Why Products Sell and Services Smell

This morning I was talking with a friend who sells professional services for a large outsourcing company. He was frustrated because his systems integration company sells the same thing that a dozen other SI firms sell. CIOs view certain types of services as commodities because there are so many outsourcing companies competing for the same gigs. My buddy and I were talking about ways to position sales and marketing programs to be more psychologically appealing in the face of perceived commoditization.
Battling Human Nature
It's human nature for buyers to question the price tag of intangible services, especially when those services are being delivered by armies of highly-skilled, low-paid, productive workers in India and elsewhere. It's human nature to question the price tag of almost anything. But it's also human nature to accept the price tag, even if it's overpriced, once people know exactly what they're going to get.
If services are are positioned more as product offerings buyers haggle less. There may be reluctance to buy all of the deliverables associated with the services offering, but there's more acceptance of the product as a whole. That's why services offerings should have consistent, specific, defined, branded deliverables associated with them.

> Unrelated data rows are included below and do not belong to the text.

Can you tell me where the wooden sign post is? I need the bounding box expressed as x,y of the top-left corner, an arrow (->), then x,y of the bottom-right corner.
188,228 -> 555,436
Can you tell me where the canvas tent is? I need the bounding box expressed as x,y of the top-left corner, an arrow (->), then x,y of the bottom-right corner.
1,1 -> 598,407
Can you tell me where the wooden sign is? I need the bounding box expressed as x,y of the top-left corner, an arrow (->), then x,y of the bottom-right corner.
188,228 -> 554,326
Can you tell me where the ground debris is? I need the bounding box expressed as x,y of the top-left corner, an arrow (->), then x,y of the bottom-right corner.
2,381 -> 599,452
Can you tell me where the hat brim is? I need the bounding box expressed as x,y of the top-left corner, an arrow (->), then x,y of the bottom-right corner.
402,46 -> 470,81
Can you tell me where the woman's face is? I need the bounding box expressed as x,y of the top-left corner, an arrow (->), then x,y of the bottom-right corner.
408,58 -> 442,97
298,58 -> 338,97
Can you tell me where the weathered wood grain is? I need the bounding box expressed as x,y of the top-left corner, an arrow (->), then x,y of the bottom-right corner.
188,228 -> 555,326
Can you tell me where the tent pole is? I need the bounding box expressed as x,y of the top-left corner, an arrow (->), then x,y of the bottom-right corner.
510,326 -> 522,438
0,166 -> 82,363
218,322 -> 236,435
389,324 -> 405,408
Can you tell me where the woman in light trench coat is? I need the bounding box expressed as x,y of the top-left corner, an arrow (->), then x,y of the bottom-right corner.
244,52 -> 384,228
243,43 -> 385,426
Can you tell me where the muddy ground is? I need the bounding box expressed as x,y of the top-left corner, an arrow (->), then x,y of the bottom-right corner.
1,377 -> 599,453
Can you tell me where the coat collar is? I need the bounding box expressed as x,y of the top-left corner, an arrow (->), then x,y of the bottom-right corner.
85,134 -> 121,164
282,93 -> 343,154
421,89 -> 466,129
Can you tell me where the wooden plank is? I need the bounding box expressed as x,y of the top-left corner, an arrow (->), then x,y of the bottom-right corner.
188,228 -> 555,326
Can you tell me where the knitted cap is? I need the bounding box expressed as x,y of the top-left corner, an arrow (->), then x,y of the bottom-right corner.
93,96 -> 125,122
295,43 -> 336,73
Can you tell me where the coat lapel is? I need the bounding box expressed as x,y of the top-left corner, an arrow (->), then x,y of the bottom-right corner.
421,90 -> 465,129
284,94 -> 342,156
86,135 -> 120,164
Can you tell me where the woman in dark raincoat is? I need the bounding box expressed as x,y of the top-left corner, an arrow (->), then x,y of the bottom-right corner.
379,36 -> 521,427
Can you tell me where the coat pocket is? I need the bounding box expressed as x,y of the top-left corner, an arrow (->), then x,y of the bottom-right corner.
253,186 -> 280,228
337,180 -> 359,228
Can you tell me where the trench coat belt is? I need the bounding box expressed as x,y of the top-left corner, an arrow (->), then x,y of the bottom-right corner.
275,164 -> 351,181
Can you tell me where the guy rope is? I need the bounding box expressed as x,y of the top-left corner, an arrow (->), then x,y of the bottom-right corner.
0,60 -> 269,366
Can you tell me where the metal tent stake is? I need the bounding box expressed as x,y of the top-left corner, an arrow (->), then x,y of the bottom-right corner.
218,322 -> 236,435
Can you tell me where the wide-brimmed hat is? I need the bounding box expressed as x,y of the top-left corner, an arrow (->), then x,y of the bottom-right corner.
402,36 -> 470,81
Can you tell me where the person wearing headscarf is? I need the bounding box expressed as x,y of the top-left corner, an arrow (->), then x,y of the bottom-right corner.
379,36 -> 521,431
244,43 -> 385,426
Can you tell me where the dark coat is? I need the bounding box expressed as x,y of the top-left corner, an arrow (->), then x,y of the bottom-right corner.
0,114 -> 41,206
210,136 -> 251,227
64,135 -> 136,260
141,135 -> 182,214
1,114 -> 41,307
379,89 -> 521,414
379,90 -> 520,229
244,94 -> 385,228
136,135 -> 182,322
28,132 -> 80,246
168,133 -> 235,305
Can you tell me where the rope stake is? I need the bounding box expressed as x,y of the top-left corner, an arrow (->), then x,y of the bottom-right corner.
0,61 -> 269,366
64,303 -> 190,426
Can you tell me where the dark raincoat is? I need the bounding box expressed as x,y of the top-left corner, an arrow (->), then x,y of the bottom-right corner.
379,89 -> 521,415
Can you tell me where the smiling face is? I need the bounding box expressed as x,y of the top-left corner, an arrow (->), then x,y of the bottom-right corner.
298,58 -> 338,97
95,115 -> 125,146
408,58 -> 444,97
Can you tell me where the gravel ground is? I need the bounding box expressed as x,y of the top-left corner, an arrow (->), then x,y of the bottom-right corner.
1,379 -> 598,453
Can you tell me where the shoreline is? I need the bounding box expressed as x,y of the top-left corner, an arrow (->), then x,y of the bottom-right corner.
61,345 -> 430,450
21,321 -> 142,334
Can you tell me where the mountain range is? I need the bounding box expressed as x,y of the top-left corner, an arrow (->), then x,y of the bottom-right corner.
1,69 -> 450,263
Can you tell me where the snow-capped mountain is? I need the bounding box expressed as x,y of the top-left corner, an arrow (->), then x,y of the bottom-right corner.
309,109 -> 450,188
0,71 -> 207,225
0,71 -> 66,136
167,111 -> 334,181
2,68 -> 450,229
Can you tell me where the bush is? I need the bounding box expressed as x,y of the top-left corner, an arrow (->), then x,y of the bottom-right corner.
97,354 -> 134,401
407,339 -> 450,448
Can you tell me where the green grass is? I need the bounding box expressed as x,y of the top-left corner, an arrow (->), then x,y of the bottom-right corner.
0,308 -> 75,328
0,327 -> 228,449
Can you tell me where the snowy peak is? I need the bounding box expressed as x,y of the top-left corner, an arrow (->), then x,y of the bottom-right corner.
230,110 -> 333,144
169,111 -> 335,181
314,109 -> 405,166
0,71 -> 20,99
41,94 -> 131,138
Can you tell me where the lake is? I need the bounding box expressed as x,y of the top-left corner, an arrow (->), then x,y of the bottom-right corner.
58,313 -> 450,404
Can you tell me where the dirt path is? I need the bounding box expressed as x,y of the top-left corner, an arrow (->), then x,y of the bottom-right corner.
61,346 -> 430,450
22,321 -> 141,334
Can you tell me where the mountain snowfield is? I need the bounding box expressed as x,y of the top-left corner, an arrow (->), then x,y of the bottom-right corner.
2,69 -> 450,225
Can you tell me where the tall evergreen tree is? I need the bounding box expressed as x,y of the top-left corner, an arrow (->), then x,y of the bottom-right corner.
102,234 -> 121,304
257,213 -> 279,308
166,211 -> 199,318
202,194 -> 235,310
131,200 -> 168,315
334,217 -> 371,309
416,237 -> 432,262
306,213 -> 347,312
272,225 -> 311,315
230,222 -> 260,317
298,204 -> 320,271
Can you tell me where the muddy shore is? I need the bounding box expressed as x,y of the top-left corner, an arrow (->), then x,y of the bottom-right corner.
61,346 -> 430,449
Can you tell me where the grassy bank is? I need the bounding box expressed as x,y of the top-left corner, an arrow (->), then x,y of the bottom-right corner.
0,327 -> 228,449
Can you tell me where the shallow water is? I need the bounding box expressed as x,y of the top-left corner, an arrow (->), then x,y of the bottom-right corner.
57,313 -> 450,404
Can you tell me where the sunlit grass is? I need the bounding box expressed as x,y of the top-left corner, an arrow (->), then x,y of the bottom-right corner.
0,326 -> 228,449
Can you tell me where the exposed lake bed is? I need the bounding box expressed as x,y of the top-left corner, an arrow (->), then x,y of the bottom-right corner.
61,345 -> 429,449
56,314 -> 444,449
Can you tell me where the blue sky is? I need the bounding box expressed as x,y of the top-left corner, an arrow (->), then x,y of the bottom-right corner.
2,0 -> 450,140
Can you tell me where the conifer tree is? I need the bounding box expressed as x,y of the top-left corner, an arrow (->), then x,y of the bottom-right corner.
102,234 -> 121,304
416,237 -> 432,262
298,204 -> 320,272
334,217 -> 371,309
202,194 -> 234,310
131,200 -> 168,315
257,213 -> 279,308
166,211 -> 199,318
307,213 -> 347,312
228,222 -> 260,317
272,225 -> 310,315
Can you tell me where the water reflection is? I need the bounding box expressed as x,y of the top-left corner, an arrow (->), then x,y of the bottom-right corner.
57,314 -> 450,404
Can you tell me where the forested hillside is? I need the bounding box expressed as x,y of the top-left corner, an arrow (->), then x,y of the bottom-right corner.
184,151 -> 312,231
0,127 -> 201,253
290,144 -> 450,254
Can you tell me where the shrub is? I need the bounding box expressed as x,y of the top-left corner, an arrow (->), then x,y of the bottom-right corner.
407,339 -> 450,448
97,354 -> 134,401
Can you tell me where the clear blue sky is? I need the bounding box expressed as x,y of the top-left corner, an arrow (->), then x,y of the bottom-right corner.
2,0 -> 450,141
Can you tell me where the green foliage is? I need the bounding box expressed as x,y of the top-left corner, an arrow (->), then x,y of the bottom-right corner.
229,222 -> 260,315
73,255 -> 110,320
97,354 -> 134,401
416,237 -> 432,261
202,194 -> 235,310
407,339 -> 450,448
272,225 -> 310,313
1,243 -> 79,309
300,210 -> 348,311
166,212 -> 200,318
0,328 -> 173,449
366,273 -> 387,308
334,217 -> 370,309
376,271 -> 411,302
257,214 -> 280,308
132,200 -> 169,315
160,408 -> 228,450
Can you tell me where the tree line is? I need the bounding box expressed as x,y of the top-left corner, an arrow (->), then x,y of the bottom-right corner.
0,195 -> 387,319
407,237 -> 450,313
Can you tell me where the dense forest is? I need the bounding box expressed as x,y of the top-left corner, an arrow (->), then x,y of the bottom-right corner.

In my blog post that discusses engineering versus sales-driven organizations, I opine that marketing messages should be kept focused on solving business issues, and not solving specific technology problems. That's one of the reasons my buddy at the SI firm is running into challenges - because his organization leads with a software development-oriented approach. They know that their team is really good at delivering on a particular type of software development problem when IT organizations are trying to implement a specific enterprise software module. But just because they think and know that they're good at something doesn't mean even a caveman can sell it.
What this means for marketing and sales
Don't let the engineers take over and position the company's product as a technology. Engineers and scientists become enthralled with their own creations and are emotionally resistant to talking about a customer's needs as opposed to their "baby," and the way it has been designed.
If your company is services-oriented, as opposed to product-oriented, consider offering your suite of services in a uniform, easy-to-understand fashion throughout all of your marketing and sales collateral. Deliverables can then be "brought to life" during sales calls, mapping the deliverables to the customer's specific business challenges.